Fast hätte sich der Pragmatismus des Regierens für ihn sogar noch mehr gelohnt. Denn um ein Haar wäre Krings Präsident des Bundesverfassungsgerichts geworden. Andrea Nahles hatte ihm schon ihre Unterstützung zugesichert, als der Posten neu zu besetzen war, die Union wollte ihn sowieso – es scheiterte schließlich am Widerstand der Grünen.
Die Anziehungskraft der Union auf ihre Anhänger schmolz
Krings blieb also Staatssekretär und musste bald seine vielleicht herausforderndste Aufgabe bewältigen. Im September 2015 traf er sich an einem Vormittag mit dem ungarischen Justizminister im deutschen Innenministerium. Der fragte Krings, ob die Bundesrepublik nicht deutlich mehr Flüchtlinge aufnehmen könnte, die in seinem Land stünden. Krings verneinte, auch im Auftrag von Horst Seehofer. Sein Gesprächspartner flog daraufhin zurück nach Budapest, um die Linie des deutschen Innenministeriums mitzuteilen. Die Flüchtlinge machten sich trotzdem auf den Weg.

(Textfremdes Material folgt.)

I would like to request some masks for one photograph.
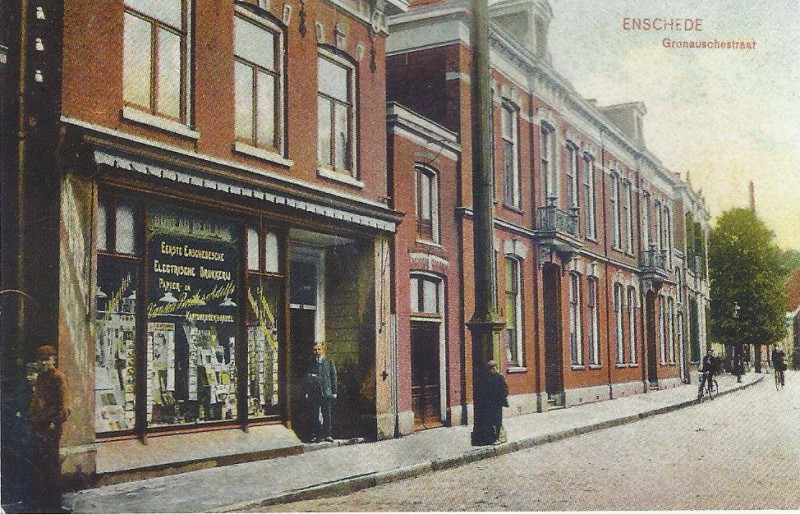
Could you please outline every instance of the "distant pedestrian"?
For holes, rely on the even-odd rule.
[[[493,444],[498,444],[502,442],[503,407],[508,407],[508,385],[497,367],[497,362],[489,361],[486,363],[486,367],[488,368],[485,398],[486,412],[489,415],[489,423],[492,426]]]
[[[700,361],[700,388],[697,390],[697,398],[703,397],[703,386],[708,386],[711,392],[711,383],[714,380],[714,373],[716,372],[716,357],[714,357],[714,350],[711,348],[706,352],[706,356]],[[711,399],[714,397],[712,396]]]
[[[783,387],[786,384],[786,352],[780,346],[772,349],[772,367],[775,368],[775,387]]]
[[[306,374],[306,399],[309,405],[309,433],[311,442],[333,442],[331,436],[331,407],[337,395],[336,366],[322,345],[313,348],[314,356],[308,363]]]
[[[3,469],[7,470],[9,478],[12,478],[9,494],[4,494],[3,499],[13,498],[14,501],[22,502],[23,509],[30,508],[33,503],[30,407],[39,365],[29,362],[25,365],[25,372],[25,382],[19,385],[8,403],[3,406],[3,430],[11,453],[9,462],[3,463]]]
[[[50,345],[36,350],[41,369],[31,396],[33,435],[33,492],[37,509],[62,512],[59,443],[70,414],[67,381],[56,368],[56,350]]]

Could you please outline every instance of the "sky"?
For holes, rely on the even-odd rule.
[[[749,203],[800,251],[800,2],[550,0],[553,66],[600,105],[642,101],[647,148],[690,175],[713,217]],[[701,31],[625,30],[624,18],[702,20]],[[696,22],[695,22],[696,24]],[[752,50],[663,40],[755,42]]]

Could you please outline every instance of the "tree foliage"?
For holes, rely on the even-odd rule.
[[[713,339],[771,344],[785,336],[786,267],[774,238],[749,209],[731,209],[718,218],[708,252]],[[733,317],[735,303],[738,319]]]

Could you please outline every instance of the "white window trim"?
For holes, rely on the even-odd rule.
[[[424,171],[421,171],[424,170]],[[430,166],[426,166],[424,164],[415,164],[414,165],[414,209],[418,209],[417,201],[419,200],[419,181],[417,180],[418,174],[422,173],[430,173],[433,175],[433,180],[431,181],[431,231],[433,232],[433,239],[420,239],[419,233],[416,233],[415,229],[415,236],[416,240],[420,243],[433,245],[441,248],[441,238],[439,233],[439,173],[431,168]],[[416,216],[416,212],[414,213]]]
[[[584,162],[584,187],[586,191],[587,212],[584,214],[586,220],[586,237],[592,241],[597,241],[597,216],[595,203],[595,166],[594,157],[585,153]]]
[[[622,251],[622,209],[619,205],[619,182],[620,176],[617,172],[611,172],[611,195],[609,201],[611,202],[611,247],[615,250]]]
[[[359,91],[358,91],[358,81],[356,80],[356,71],[357,70],[356,70],[356,67],[353,65],[353,63],[351,63],[347,59],[344,59],[341,56],[338,56],[335,53],[333,53],[331,51],[328,51],[328,50],[326,50],[324,48],[320,48],[318,50],[318,52],[317,52],[317,59],[319,59],[320,57],[324,57],[326,59],[329,59],[329,60],[331,60],[331,61],[333,61],[333,62],[335,62],[335,63],[337,63],[337,64],[339,64],[339,65],[341,65],[341,66],[343,66],[343,67],[345,67],[345,68],[350,70],[350,91],[352,92],[352,95],[353,95],[353,97],[351,99],[352,100],[351,101],[351,106],[352,106],[352,109],[353,109],[353,115],[352,115],[352,118],[350,120],[351,130],[352,130],[352,145],[353,145],[353,148],[352,148],[353,169],[351,169],[351,170],[342,170],[342,172],[340,172],[340,171],[336,171],[333,166],[323,165],[323,164],[318,162],[317,163],[317,173],[319,174],[319,176],[324,177],[324,178],[328,178],[328,179],[332,179],[332,180],[338,180],[339,182],[344,182],[345,184],[350,184],[351,186],[357,186],[357,187],[363,188],[364,187],[364,182],[362,182],[362,181],[360,181],[358,179],[358,176],[359,176],[359,171],[358,171],[358,134],[359,134],[359,130],[358,130],[359,129],[359,123],[358,123],[358,97],[359,97],[359,94],[358,93],[359,93]],[[319,77],[317,77],[317,80],[319,80]],[[316,100],[317,100],[317,103],[319,103],[319,87],[317,87]],[[317,130],[319,130],[319,129],[317,129]],[[317,133],[317,137],[319,138],[319,133]],[[319,145],[319,140],[317,140],[317,145]],[[343,173],[344,171],[349,172],[349,174],[348,173]],[[334,176],[331,176],[331,175],[338,175],[338,176],[334,177]]]
[[[186,106],[186,112],[181,113],[181,115],[185,115],[186,123],[180,121],[174,121],[170,118],[164,118],[161,116],[157,116],[155,114],[151,114],[147,111],[143,111],[137,109],[136,107],[131,107],[128,105],[123,105],[122,107],[122,117],[124,119],[134,121],[136,123],[142,123],[145,125],[150,125],[152,127],[165,130],[168,132],[173,132],[175,134],[189,137],[192,139],[200,139],[200,132],[193,130],[194,125],[194,109],[192,109],[192,56],[194,55],[194,34],[192,32],[192,28],[194,27],[194,11],[192,10],[192,6],[194,2],[192,0],[182,0],[183,7],[185,10],[182,12],[182,23],[186,24],[186,52],[183,56],[183,65],[186,67],[186,73],[183,76],[183,84],[181,86],[184,88],[184,105]],[[123,12],[126,9],[126,6],[123,2]],[[123,15],[123,23],[124,23],[124,15]],[[181,27],[181,30],[183,27]],[[151,56],[152,57],[152,56]],[[122,73],[124,77],[124,66],[122,68]],[[124,80],[124,78],[123,78]],[[152,80],[152,77],[148,77],[148,80]],[[124,102],[124,98],[123,98]],[[130,112],[133,111],[133,112]],[[138,111],[138,112],[137,112]]]
[[[591,293],[590,293],[591,291]],[[586,280],[586,298],[588,300],[589,294],[594,296],[594,305],[590,308],[587,301],[587,316],[589,322],[589,330],[586,331],[592,337],[591,345],[589,347],[589,368],[599,369],[602,367],[600,360],[600,281],[597,277],[592,277],[591,280]],[[594,359],[592,359],[594,357]]]
[[[523,324],[522,324],[522,270],[523,270],[523,263],[524,261],[518,256],[513,254],[506,254],[506,258],[513,260],[516,263],[516,274],[514,277],[514,282],[516,283],[516,294],[514,295],[514,309],[515,309],[515,320],[516,326],[514,330],[516,332],[516,340],[514,341],[514,346],[517,350],[517,365],[514,366],[515,368],[526,368],[525,366],[525,337],[523,334]],[[505,263],[504,263],[505,264]]]
[[[291,168],[292,166],[294,166],[294,161],[291,159],[286,159],[278,153],[266,150],[264,148],[259,148],[257,146],[249,145],[242,141],[236,141],[235,143],[233,143],[233,151],[240,154],[249,155],[250,157],[257,157],[261,160],[271,162],[273,164],[278,164],[286,168]]]
[[[633,184],[630,180],[623,182],[622,190],[625,193],[625,251],[633,255]]]
[[[314,314],[314,342],[325,341],[325,251],[321,248],[295,247],[290,261],[309,262],[317,266],[317,308]],[[296,304],[291,304],[292,307]]]
[[[509,141],[513,146],[512,152],[512,183],[511,183],[511,203],[506,203],[506,205],[510,205],[516,209],[522,207],[522,179],[520,177],[520,145],[519,145],[519,109],[510,100],[503,101],[501,104],[502,112],[508,113],[508,116],[511,116],[511,139],[507,139],[505,134],[503,134],[503,127],[500,129],[500,139],[505,142]],[[501,114],[501,124],[502,124],[502,114]],[[504,125],[504,124],[503,124]],[[505,159],[505,153],[503,154],[503,158]],[[503,162],[505,166],[505,161]],[[503,179],[505,180],[505,173],[503,173]],[[505,186],[505,184],[504,184]],[[505,203],[505,190],[503,192],[503,202]]]
[[[619,294],[617,294],[619,293]],[[625,363],[625,286],[621,282],[614,282],[612,287],[614,309],[614,339],[617,346],[617,364]]]
[[[575,362],[572,362],[573,369],[575,366],[583,366],[583,330],[582,328],[582,321],[583,321],[583,312],[581,309],[581,276],[578,273],[570,273],[570,296],[573,296],[572,292],[572,281],[575,280],[575,292],[574,292],[574,301],[575,301],[575,316],[574,319],[570,319],[570,346],[572,345],[572,331],[575,331],[575,354],[577,356]],[[569,305],[569,308],[572,309],[572,305]]]
[[[259,159],[264,159],[266,161],[273,162],[275,164],[280,164],[281,166],[291,167],[294,165],[294,161],[291,161],[286,158],[286,95],[284,91],[286,91],[285,81],[286,81],[286,73],[284,69],[284,62],[286,61],[286,37],[284,35],[283,29],[273,23],[271,20],[259,16],[248,9],[245,9],[241,5],[236,5],[234,7],[235,13],[240,15],[243,18],[247,18],[248,20],[252,21],[256,25],[263,26],[264,30],[271,32],[278,38],[278,53],[275,54],[275,62],[280,63],[278,64],[278,87],[275,88],[275,93],[280,96],[280,100],[278,104],[280,105],[281,112],[278,113],[279,120],[280,120],[280,144],[278,145],[278,152],[274,152],[272,150],[267,150],[258,146],[254,146],[249,143],[245,143],[242,141],[236,141],[234,143],[234,151],[250,155],[252,157],[258,157]],[[234,36],[235,37],[235,36]],[[234,134],[234,137],[235,134]]]
[[[627,302],[628,302],[628,343],[630,345],[630,356],[628,362],[631,365],[636,365],[638,360],[638,355],[636,351],[636,289],[628,288],[626,292]]]
[[[142,125],[149,125],[151,127],[171,132],[179,136],[188,137],[191,139],[200,139],[200,132],[191,129],[189,126],[184,125],[179,121],[175,121],[163,116],[156,116],[149,112],[143,111],[131,105],[124,105],[120,113],[123,119],[140,123]]]
[[[659,357],[661,365],[667,363],[667,313],[666,313],[666,300],[664,296],[658,297],[658,339],[659,339]]]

Angela Merkel schloss die deutschen Grenzen bekanntlich nicht, sagte "Wir schaffen das" und fast eine Million Menschen kamen damals ins Land. Die Zustimmung in der Bevölkerung war überwältigend, die CDU-Kanzlerin machte erneut Politik für die Masse. Günter Krings sagt dazu nur: "2015 war schon ein besonderer Einschnitt. Sicherlich hätte da manches anders kommuniziert und auch anders entschieden werden müssen. Als CDU haben wir da auch viel Zuspruch verloren."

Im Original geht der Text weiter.